Côté cour, la nouvelle construction forme un angle droit qui rattrape et clôt l'arrangement hésitant des tours du grand ensemble et qui est occupé par des gradins sobrement dessinés et une succession ordonnancée de hauts coffres cubiques de béton armé où viendront des arbres. Les façades sont, de ce côté-là, plus plates: au sud, de grandes surfaces de panneaux préfabriqués (fenêtres petites, joints mal exécutés qui ondulent, pauvre peinture blanche); à l'est les grands écrans, devançant des parois bleues, ailleurs les bandes horizontales que l'on voit courir par les pignons vers la façade sur rue, rappellent que (s'il y a bien un devant et un derrière) le bâtiment est taillé dans une même masse, solidaire. Une cage d'escalier creusée dans l'angle forme charnière: deux autres s'accrochent en encorbellement, suspendues au dernier niveau d'une des faces de la cour.

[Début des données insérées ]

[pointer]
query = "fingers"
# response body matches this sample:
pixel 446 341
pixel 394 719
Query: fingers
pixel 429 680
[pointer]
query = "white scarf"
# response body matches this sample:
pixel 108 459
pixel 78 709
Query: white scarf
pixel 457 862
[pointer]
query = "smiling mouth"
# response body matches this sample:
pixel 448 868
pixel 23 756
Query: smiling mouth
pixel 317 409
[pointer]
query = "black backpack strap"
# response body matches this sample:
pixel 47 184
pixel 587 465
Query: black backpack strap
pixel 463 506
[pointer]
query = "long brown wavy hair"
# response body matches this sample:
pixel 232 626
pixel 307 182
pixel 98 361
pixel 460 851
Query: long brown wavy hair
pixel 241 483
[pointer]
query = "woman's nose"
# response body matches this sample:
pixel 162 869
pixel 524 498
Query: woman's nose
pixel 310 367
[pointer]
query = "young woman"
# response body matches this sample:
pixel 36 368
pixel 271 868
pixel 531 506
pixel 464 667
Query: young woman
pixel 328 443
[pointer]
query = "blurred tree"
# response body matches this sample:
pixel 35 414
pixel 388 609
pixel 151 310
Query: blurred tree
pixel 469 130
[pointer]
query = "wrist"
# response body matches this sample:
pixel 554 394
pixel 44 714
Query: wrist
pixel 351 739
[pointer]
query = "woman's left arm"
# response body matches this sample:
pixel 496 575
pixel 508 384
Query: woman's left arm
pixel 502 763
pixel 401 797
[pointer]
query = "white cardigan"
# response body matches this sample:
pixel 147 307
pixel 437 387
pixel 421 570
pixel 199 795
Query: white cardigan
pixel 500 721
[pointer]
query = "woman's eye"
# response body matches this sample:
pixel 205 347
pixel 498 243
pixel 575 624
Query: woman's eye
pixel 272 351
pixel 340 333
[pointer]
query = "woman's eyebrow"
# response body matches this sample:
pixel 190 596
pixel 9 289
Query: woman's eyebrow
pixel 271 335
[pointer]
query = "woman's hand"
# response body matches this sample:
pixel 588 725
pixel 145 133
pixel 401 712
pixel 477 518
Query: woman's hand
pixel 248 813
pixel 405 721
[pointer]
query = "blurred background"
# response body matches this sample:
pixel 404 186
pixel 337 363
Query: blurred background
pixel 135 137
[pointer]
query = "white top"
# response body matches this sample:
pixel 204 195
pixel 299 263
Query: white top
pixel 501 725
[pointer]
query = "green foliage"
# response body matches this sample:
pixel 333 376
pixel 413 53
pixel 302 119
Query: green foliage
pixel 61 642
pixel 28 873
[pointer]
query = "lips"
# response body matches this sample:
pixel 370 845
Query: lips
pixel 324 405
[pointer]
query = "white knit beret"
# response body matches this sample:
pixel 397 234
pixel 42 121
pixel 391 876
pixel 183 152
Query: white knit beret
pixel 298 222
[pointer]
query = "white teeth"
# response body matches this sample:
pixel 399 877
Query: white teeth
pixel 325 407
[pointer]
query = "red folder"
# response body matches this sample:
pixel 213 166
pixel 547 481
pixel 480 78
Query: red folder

Tout est tracé, tenu dans une géométrie régulière, "architecturé", tout est net. Les trames carrées imposent leur rigueur: les carrelages au sol ou sur les murs des halls, le dessin de la loge vitrée de la concierge de bureau de l'office H.L.M., les pavés de verre, s'insèrent dans une même discipline unifiante. Déjà écaillées malheureusement, les peintures sur les murs et les portes sont d'une distinction impeccable. A l'angle des deux ailes, une fracture: la cage d'escalier (un peu trop ouverte à toutes les pluies) constitue un lieu monumental, encadré de baies strictes. Certaines sont vides, fenêtres solennelles, d'autres aveugles et peintes en bleu, de ce fameux bleu gauloises qui vivifie les façades extérieures et capte ici la lumière qui tombe des verrières et la draine, chaque fois assombrie, d'étage en étage, jusqu'au bas de l'escalier. Bleu qui joue magnifiquement avec les pans translucides de pavés de verre, avec le rouge pompéien, un peu crémeux, des murs et le blanc cru des plafonds. Bleu lumineux, contrasté, qui s'assourdit dans l'ombre des passages pour éclater à la première lumière.
La Cour d'angle est un édifice d'une rare force plastique. Hélas! La qualité intérieure des logements ne suit pas: le plan est conventionnel, l'esthétique relâchée, l'éclairement trop mesuré et même insuffisant. Ce sont des "cellules" ordinaires, avec, en plus, de toutes petites fenêtres. On est loin ici de ces "logis" modernes, baignés de lumière qui dans l'esprit des architectes devaient autrefois révolutionner le mode de vie. La façade épaisse et solide se paye de logements repliés et sombre.
La forme a, en certaines occasions, de ces rigueurs que la raison doit sans doute refuser ou dépasser.